Loudoun County Teenager Pleads No Contest to Second Assault, to Face Sentencing in December

Loudoun County Teenager Pleads No Contest to Second Assault, to Face Sentencing in December
Broad Run High School is seen in Ashburn, Va., in a file image. (The Epoch Times via Google Maps)
Zachary Stieber
11/15/2021
Updated:
11/26/2021

A teenager in one of Virginia’s most populous counties on Monday pleaded no contest to assaulting a girl in a school bathroom last month.

The same teen in October was found guilty of sexually assaulting a different girl at a different high school in Loudoun County in May.

The no contest plea means the boy did not challenge the charges, which were felony abduction and misdemeanor sexual battery. The 15-year-old admitted to abducting a girl from a hallway inside Broad Run High School in Ashburn and forcing her into an empty classroom, where he touched her chest area, authorities said.

The Epoch Times was told the hearing was closed to the press.

The boy, who has not been named publicly, was reportedly in ankle chains at the court hearing and will stay locked up until next month.

He was previously convicted of forcible sodomy and forcible fellatio, both felonies.

Pamela Brooks, the chief judge of the county’s Juvenile and Domestic Relations District Court, has combined the cases.
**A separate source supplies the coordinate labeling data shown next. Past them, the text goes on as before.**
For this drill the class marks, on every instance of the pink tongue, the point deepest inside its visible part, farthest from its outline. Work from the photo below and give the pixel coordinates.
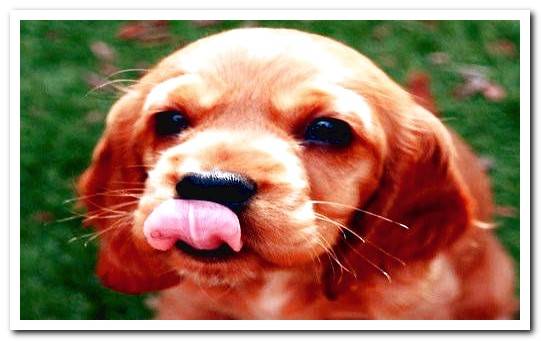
(203, 225)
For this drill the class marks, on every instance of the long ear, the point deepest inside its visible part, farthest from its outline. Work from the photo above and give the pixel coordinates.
(123, 264)
(420, 207)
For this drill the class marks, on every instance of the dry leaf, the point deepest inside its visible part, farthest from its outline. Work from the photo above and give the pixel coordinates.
(43, 217)
(205, 23)
(494, 92)
(154, 31)
(502, 47)
(505, 211)
(103, 51)
(439, 58)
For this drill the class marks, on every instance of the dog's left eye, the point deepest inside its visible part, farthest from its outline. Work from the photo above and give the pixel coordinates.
(170, 122)
(328, 131)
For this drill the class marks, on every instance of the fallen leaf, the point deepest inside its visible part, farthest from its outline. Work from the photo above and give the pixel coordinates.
(494, 92)
(419, 88)
(94, 80)
(487, 163)
(505, 211)
(205, 23)
(502, 47)
(154, 31)
(94, 117)
(476, 81)
(439, 58)
(382, 31)
(102, 51)
(43, 217)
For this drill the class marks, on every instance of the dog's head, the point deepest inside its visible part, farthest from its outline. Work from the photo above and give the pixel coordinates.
(260, 148)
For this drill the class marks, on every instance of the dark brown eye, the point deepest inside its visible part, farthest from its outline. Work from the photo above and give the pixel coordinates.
(170, 122)
(328, 131)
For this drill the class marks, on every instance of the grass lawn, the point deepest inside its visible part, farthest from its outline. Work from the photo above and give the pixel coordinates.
(61, 122)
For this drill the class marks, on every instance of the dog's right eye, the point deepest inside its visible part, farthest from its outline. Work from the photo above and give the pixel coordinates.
(170, 122)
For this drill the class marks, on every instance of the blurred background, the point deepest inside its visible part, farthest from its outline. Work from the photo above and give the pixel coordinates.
(72, 72)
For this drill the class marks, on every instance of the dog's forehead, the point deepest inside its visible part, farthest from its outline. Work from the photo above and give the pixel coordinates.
(252, 52)
(250, 67)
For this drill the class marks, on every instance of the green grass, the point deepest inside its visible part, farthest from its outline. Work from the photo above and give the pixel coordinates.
(60, 124)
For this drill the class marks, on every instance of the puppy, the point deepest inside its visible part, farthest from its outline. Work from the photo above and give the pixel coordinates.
(275, 174)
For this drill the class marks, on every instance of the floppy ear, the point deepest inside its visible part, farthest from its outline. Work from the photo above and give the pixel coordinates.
(421, 197)
(123, 264)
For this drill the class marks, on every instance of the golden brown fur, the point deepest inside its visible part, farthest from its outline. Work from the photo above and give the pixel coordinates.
(387, 228)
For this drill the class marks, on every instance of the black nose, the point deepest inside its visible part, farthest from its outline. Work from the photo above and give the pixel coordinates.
(229, 189)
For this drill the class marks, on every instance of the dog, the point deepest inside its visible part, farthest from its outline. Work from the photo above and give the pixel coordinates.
(275, 174)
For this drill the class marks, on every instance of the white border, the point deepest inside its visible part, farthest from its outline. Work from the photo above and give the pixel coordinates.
(522, 15)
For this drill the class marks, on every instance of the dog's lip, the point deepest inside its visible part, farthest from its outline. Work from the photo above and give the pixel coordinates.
(219, 254)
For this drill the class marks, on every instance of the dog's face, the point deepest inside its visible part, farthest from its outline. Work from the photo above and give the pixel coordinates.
(246, 150)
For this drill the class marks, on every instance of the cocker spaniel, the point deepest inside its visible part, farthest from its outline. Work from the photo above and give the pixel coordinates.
(275, 174)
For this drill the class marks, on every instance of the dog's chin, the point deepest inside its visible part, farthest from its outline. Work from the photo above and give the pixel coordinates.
(219, 267)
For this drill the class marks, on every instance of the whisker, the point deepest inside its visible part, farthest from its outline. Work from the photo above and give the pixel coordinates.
(383, 272)
(125, 71)
(361, 210)
(108, 193)
(112, 82)
(325, 218)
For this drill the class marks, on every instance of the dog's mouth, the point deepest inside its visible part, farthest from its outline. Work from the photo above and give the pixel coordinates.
(220, 254)
(201, 229)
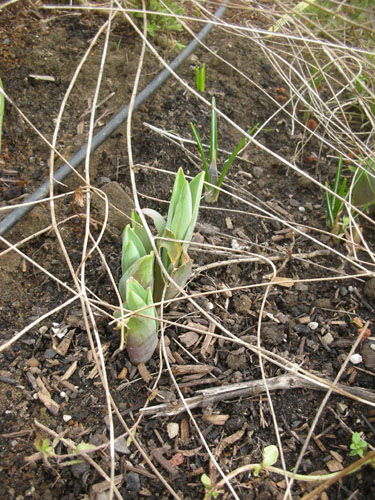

She will sentence the boy on Dec. 13.

The maximum sentence would see the boy land in prison until his 21st birthday, Loudoun County Commonwealth’s Attorney Buta Biberaj, a Democrat, told reporters Monday in a press briefing after the hearing.

“Is it appropriate? We have to wait for the information to make that determination,” she said.

Juvenile code gives the court “a very wide latitude” as far as the sentencing, according to Biberaj.

Prosecutors and the court will take into account the results of a social history, which will examine the boy’s background and the offenses he committed.

The main goals of the juvenile court system are safety and rehabilitation, the prosecutor said.

The first assault in May at Stone Bridge High School in Ashburn set off a series of events.

The father of the girl that was assaulted, Scott Smith, later went to a school hoping to speak out about what happened. Smith was arrested there for disorderly conduct. He was convicted but has argued the arrest was unwarranted and that he was told by a local activist that his daughter was lying about what happened.
During the hearing, Loudoun County Superintendent Scott Ziegler falsely said school officials had no records of assaults occurring in bathrooms. He later said he misunderstood the question and has refused to step down.
Parents have also pushed for the resignation of school board members, who were informed before the hearing of the May alleged assault but did not counter Ziegler’s false statement.
Virginia’s recently-elected attorney general, Jason Miyares, has vowed to investigate sexual assaults in the school system and Loudoun County hired an outside law firm to independently review how the assaults were handled.

It’s unclear why the boy was allowed to transfer to another school, where he abducted and assaulted the second girl. Biberaj’s office has not responded to requests for comment and asked for more time to fulfill a records request filed by The Epoch Times.